Partners (Number 2, 2008)

Examining the Issues: Community Affairs Adds Research Function

The Federal Reserve Bank of Atlanta has recently expanded the Community Affairs function to include a new team devoted to research that focuses on significant community and economic development issues in the region.

Headed by AVP Todd Greene, the team will identify key community concerns and plan comprehensive research projects with the goal of improving the policy environment.

Grounded in the experiences of community development professionals throughout the southeast, the new research function is designed to inform policy and practice decisions to create more sustainable communities. Some potential areas of research include post-foreclosure consumer and neighborhood impacts, housing and the aging population, and green development and lending.

Community Affairs Research Team Members
Pictured from left to right: (top) Dan Immergluck, Jessica LeVeen Farr, Todd Greene, (bottom) Jared Yarsevich, Karen Leone de Nie

The research agenda will evolve to be responsive to the needs of local markets throughout the Federal Reserve's Sixth District, and the results will be widely shared through conferences, publications, articles and technical assistance.

Meet the Team
Todd Greene, assistant vice president for community and economic development research and policy, has held leadership roles with Southwestern Bell, the Metropolitan Atlanta Rapid Transit Authority and in management consulting before coming to the Atlanta Fed. Most recently, Greene served as director for Community, Policy and Research Services at Georgia Tech's Enterprise Innovation Institute with oversight of research and implementation efforts in applied economic development.

In addition to his Fed role, Todd is currently president of the Georgia Economic Developers Association. On the national level, Greene is a committee chair for the International Economic Development Council. In 2002, he obtained the Certified Economic Developer designation (CEcD).

Greene earned a bachelor's degree in English and American literature and language from Harvard University and master's degrees in human resources management from Washington University and in public administration from Georgia State University.

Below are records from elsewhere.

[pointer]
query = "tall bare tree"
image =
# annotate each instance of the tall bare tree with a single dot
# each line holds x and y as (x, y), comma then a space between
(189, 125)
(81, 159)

Dan Immergluck is a visiting scholar and a professor in Georgia Tech's City and Regional Planning Program. Immergluck has authored dozens of studies on community development, economic development, community reinvestment, fair housing and related topics. His most recent book is Credit to the Community: Community Reinvestment and Fair Lending Policy in the U.S. (M.E. Sharpe, 2004).

Before moving to Atlanta, Immergluck taught at Grand Valley State University in Grand Rapids, Michigan. Prior to teaching at Grand Valley State, he was Senior Vice President of the Woodstock Institute in Chicago, a policy research organization that works on community and economic development issues.

Immergluck has a master's degree in public policy from the University of Michigan and a Ph.D. in urban planning and policy from the University of Illinois at Chicago.

Karen Leone de Nie is research manager for community and economic development research and policy. Before coming to the Atlanta Fed, she was a researcher at Georgia Tech's Center for Quality Growth and Regional Development, where she managed studies and built partnerships related to housing, health and built environment, transportation, and land use. She has also worked in environmental resources management at the North Central Texas Council of Governments (Dallas/Fort Worth).

Leone de Nie earned a bachelor's degree in English from University of Wisconsin at Madison and a master's degree in city and regional planning from the Georgia Institute of Technology. In 2007 she obtained certification from the American Institute of Certified Planners.

Jessica LeVeen Farr is the senior regional community development manager working in the Fed's Nashville Branch. Prior to joining the section, Farr was an assistant vice president with Bank of America Community Development Corporation in Nashville, where she managed the single-family development program. Before that, she worked for a consulting firm in Berkeley, California, specializing in land use planning and real estate economics.

Farr earned a bachelor's degree from the University of California at San Diego in urban studies and planning and a master's degree in regional planning from University of North Carolina at Chapel Hill. While building her specialty experience with the Federal Reserve, Farr gained her credential as a commissioned examiner.

Jared Yarsevich is an intern with community and economic development research and policy. He is currently pursuing a master's degree in city and regional planning at Georgia Tech with a focus on housing policy. Yarsevich has worked as an economist researching tobacco control policy and anti-tobacco marketing campaigns with RTI International, and has lectured in philosophy at Georgia State University and Clayton State University.

Yarsevich earned a bachelor's degree in economics from North Carolina State University and a master's degree in philosophy from the London School of Economics.